A little appetizer of wisdom Jun 6, 2007
At 62 pages, with only about 47 covered in actual text (in what looks like 1.5 line spacing), this book is a little "appetizer" to the thought and person of Jean Vanier. I can't say I am very familiar with the man after reading this brief work, but it is enough to make me appreciate his wisdom and his deep spirituality, and it makes me want to read more of what he has written.
There are a lot of little pearls of wisdom scattered throughout the text in this book. They could all use some more development (hence the four stars - this book is a bit too short for the depth of the thoughts it presents!), but even in their current form they provide "food for thought," prompting the reader to reflect on a thought or phrase that is novel and hasn't been expressed quite that way before. Here are three of my favorite excerpts:
"Everyone feels guilty because they are not what they should be, or what they think they should be. Jesus came to relieve guilt and to help each of us discover that it is okay to be ourselves and then to grow, to become a man or woman of peace." (p.46)
"I'm always touched by the realization of the wounded body of Jesus because these wounds tell us something. They tell us about love. He went to the very end of love to be able to say to each one of us `I love you'. But it is also telling us something about our own wounds, and our own difficulties in relationships. It will be through our wounds that God will give us his strength." (p. 45)

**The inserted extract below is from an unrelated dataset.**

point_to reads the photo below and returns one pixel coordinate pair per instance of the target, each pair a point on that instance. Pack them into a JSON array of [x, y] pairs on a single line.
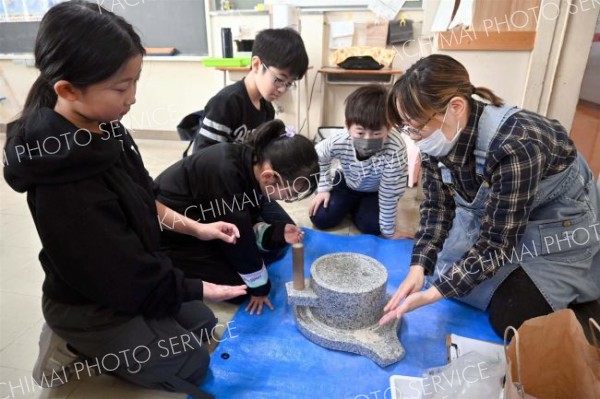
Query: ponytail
[[488, 95], [291, 155], [40, 95], [428, 86]]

"We need transformation because there is so much tension and egoism in us. We see the world only though our own eyes; we are not liberated to see people as God sees them. We see people through our wounds, through our difficulties, through our prejudices...The spirit of God will be given, so that then we will see people, not through the glasses of our impoverished humanity and our wounds, but as God sees them. It's a transformation. And to enter into the world of transformation we need to want it." (p. 19-20).